The 21-year-old Martinez had been touted as a potential French Tour de France winner but has so far largely disappointed, with a second in a stage of the 2023 Vuelta a España his only notable Grand Tour result. He was the prize Bahrain-Victorious recruit of the transfer season, moving from the French team Groupama-FDJ perhaps because of the prospect of working with Ellingworth.

The 23-year-old Tiberi also looks like a promising young rider and was responsible for the team’s only GC win last year, in the Skoda Tour of Luxembourg, as well as finishing fifth in last year’s Giro d’Italia. It is a daunting task to be a GC rider in the era of Tadej Pogačar and Jonas Vingegaard, but if anyone knows how to prepare riders for top Grand Tour performances, it is Ellingworth.

In the interview with Bici.pro, the 52-year-old Ellingworth described the key to Team Sky’s astonishing success. “People tell me that we have set benchmarks, a new vision. In reality, we have introduced into the world of professional cycling many simple things that came from our experience with British Cycling and the Olympic program,” he explained. “Many of these things were linked to putting the athlete at the center, making the athlete the most important person, as we believe he should be.

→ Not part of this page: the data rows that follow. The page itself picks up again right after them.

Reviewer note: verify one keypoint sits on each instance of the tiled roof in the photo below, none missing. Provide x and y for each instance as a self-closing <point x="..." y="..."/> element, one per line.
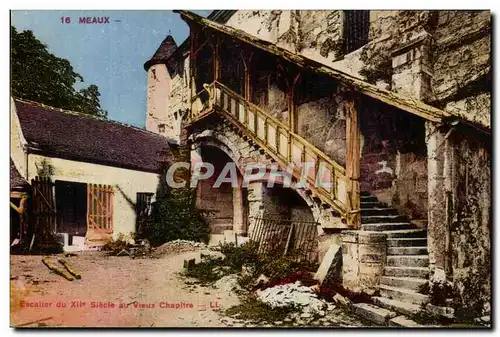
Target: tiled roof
<point x="82" y="137"/>
<point x="17" y="182"/>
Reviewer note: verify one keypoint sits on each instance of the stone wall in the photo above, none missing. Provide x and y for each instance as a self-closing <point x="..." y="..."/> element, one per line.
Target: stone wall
<point x="159" y="84"/>
<point x="321" y="118"/>
<point x="178" y="98"/>
<point x="462" y="50"/>
<point x="393" y="158"/>
<point x="216" y="201"/>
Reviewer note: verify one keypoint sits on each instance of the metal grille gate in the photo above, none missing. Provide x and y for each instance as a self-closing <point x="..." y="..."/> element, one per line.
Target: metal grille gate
<point x="288" y="237"/>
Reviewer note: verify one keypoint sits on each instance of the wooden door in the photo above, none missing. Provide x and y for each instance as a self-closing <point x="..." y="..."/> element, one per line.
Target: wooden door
<point x="71" y="205"/>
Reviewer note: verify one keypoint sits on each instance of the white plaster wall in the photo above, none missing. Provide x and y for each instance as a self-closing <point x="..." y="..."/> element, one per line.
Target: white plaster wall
<point x="178" y="100"/>
<point x="17" y="141"/>
<point x="128" y="181"/>
<point x="159" y="84"/>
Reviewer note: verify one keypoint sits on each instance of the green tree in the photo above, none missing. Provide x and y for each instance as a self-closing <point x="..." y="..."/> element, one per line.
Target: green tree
<point x="39" y="75"/>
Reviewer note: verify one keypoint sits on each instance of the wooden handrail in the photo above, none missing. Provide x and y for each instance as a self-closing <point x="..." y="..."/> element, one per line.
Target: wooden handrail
<point x="307" y="144"/>
<point x="283" y="145"/>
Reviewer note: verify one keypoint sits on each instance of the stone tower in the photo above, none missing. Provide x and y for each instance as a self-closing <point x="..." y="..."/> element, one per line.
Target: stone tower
<point x="159" y="87"/>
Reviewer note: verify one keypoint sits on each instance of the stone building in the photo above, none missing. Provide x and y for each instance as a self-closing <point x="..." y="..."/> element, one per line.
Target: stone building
<point x="103" y="174"/>
<point x="391" y="107"/>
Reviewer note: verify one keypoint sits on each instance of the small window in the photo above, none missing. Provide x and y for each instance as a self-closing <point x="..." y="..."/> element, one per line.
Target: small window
<point x="143" y="203"/>
<point x="356" y="29"/>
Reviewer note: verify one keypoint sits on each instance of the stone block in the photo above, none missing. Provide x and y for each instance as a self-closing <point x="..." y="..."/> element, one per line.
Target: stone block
<point x="404" y="322"/>
<point x="330" y="269"/>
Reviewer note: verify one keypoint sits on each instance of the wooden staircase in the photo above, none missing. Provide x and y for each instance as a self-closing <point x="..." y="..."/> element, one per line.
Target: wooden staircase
<point x="407" y="265"/>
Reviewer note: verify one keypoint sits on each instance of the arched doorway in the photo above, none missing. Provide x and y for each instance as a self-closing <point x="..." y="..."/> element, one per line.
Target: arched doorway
<point x="225" y="205"/>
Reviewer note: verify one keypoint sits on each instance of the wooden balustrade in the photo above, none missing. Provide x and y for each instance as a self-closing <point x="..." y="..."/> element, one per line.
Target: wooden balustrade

To make sure that everything is done for him, as I had already experienced in the past. Many professional teams perhaps thought that it was more about communication or marketing. We have tried to be more performance-oriented in our approach, and this has worked quite well.”

And it still seems to be working. It sounds so obvious and so simple, but if recent results are anything to go by, Buitrago, Martinez, Tiberi, and the entire Bahrain-Victorious team may be at the beginning of a very exciting ride.